La gestion et l’intégration des données est un autre point fort (pipelines préconstruits, modèles d’IA). On ne peut pas en dire autant sur le viver de compétences : pas si facile de trouver des ressources familières à la fois d’OAC et d’OCI.

Qlik boosté par Talend, mais en perte de vitesse

Au contraire d’Oracle, Qlik manque d’un écosystème cloud et/ou applicatif. Il manque aussi de solutions sectorielles robustes. Gartner souligne également qu’il a perdu des parts de marché sur l’analytics. Il reste néanmoins dans le top 5 en termes de revenus, comme d’ailleurs sur le segment de l’intégration de données. L’acquisition de Talend a boosté son offre en la matière. Elle s’est assortie d’un « bond en avant » sur l’intégration de la data science et des LLM.

Par rapport à l’an dernier, pas d’alerte sur le pricing pour Qlik. Gartner avait pointé la complexité des licences et l’absence d’offres de type « lecture seule » qui auraient permis un ticket d’entrée plus bas.

ThoughtSpot rattrapé par l’ère GenAI ?

Même remarque pour ThoughtSpot quant au manque d’écosystème. Il a également de la marge de progression sur l’intégration de la data science et de fonctionnalités avancées de dataviz. Gartner pose en outre la question de la capacité à maintenir le caractère différencié de ses produits dans le contexte de la vague GenAI. Celle-ci déferle aussi chez lui, à l’appui de GPT-4 comme de Gemini, propulsant des briques comme le data storytelling.

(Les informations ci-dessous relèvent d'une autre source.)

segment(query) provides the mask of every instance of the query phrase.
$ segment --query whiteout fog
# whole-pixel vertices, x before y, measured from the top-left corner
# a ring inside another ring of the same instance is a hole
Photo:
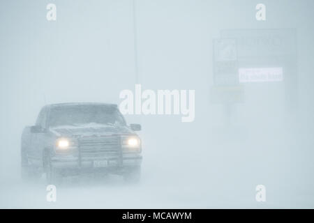
[[[135,84],[135,95],[130,90],[120,92],[124,100],[119,109],[123,114],[181,114],[182,122],[192,122],[195,116],[195,91],[188,90],[188,103],[187,90],[158,90],[156,93],[149,89],[142,91],[142,85]]]

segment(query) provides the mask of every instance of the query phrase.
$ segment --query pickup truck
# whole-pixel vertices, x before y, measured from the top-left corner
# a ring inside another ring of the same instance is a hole
[[[45,105],[35,125],[21,139],[21,175],[48,183],[64,176],[114,174],[128,182],[140,180],[141,140],[139,124],[126,125],[117,105],[61,103]]]

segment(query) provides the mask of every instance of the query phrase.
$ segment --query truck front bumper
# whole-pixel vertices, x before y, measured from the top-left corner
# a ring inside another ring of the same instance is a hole
[[[128,169],[132,167],[140,166],[142,163],[140,153],[124,154],[121,157],[89,157],[80,158],[71,155],[56,155],[51,158],[51,165],[57,169]],[[96,166],[95,163],[101,162],[105,164],[103,166]]]

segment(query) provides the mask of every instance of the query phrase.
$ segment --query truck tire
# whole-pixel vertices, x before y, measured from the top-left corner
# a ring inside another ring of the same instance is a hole
[[[136,183],[141,178],[141,167],[137,166],[130,168],[124,174],[124,180],[126,183]]]
[[[40,172],[29,164],[26,153],[21,151],[21,178],[24,182],[29,182],[38,179],[41,176]]]
[[[59,171],[54,168],[51,164],[50,157],[48,157],[47,162],[45,164],[46,180],[48,184],[57,185],[60,183],[62,176]]]

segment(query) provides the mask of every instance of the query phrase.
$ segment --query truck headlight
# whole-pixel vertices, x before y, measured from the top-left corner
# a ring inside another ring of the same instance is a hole
[[[128,139],[128,146],[137,147],[140,145],[139,139],[137,138],[130,138]]]
[[[66,139],[59,139],[57,141],[57,147],[61,149],[68,148],[70,145],[70,142]]]

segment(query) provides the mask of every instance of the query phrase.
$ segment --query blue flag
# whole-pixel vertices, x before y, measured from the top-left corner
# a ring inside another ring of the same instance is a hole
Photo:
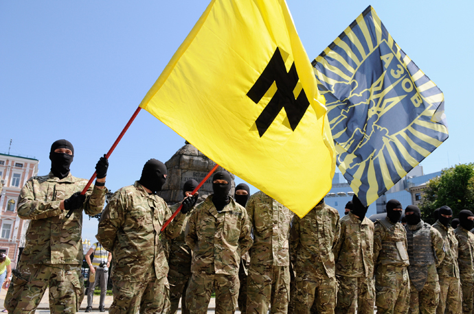
[[[337,163],[374,202],[448,138],[442,92],[369,6],[313,62]]]

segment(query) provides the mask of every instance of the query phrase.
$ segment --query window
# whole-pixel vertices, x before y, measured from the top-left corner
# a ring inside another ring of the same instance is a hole
[[[8,204],[7,205],[7,210],[10,212],[15,211],[15,200],[10,200],[8,201]]]
[[[3,239],[10,238],[10,231],[11,229],[11,224],[3,224],[3,228],[1,228],[1,237]]]
[[[20,173],[13,173],[13,177],[12,177],[12,186],[19,186],[20,179],[21,179],[21,175]]]

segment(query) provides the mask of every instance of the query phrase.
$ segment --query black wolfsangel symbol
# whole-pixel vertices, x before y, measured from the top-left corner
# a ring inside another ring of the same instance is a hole
[[[270,125],[283,108],[286,112],[291,130],[294,131],[300,123],[309,106],[309,101],[304,89],[301,90],[297,98],[295,99],[293,90],[298,79],[295,62],[291,64],[289,72],[286,73],[282,53],[277,47],[265,69],[247,93],[253,102],[258,104],[273,82],[276,82],[276,93],[255,121],[260,137],[270,128]]]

Google bien positionné sur l’approche data & analytics

Gartner crédite Google d’un bon point pour l’intégration de Looker avec ses produits data et IA (BigQuery et Vertex AI en tête de liste, mais aussi Google Workspace). Le groupe américain a, plus globalement, une notoriété certaine sur ce segment de marché. Tout du moins à en juger le volume de requêtes à son sujet auprès de Gartner et le nombre de mentions dans ses Peer Insights.

Moins positif : Looker, avec son approche code first, n’est pas le mieux adapté aux métiers. Il n’est pas non plus le plus fourni en matière d’insights automatisés (en natif, pas de clustering ni de détection d’anomalies). Ni de data storytelling.

Tableau, à mieux intégrer dans Salesforce Data Cloud ?

Outre la composabilité, Gartner salue la décision de maintenir un management propre à Tableau. Il note aussi la croissance sur cette activité : + 16 % en 2023, soit mieux que de nombreux fournisseurs classés au Magic Quadrant de la BI.

L’approche data & analytics est moins développée que chez Google. Gartner estime en tout cas que pour rendre Tableau plus concurrentiel, il est nécessaire d’affiner son positionnement au sein du Data Cloud de Salesforce.
Attention aussi à la structure de prix (Tableau Embedded Analytics, facturé à l’usage, a complexifié un modèle traditionnellement fondé sur les rôles). Le portefeuille produit est aussi devenu plus complexe, en particulier sous la bannière Tableau Pulse.

L’an dernier, la relative « neutralité » vis-à-vis des sources de données, des applictions et des plates-formes avait valu un bon point à Salesforce. Comme la communauté d’utilisateurs de Tableau et l’expérience sur la partie analytics.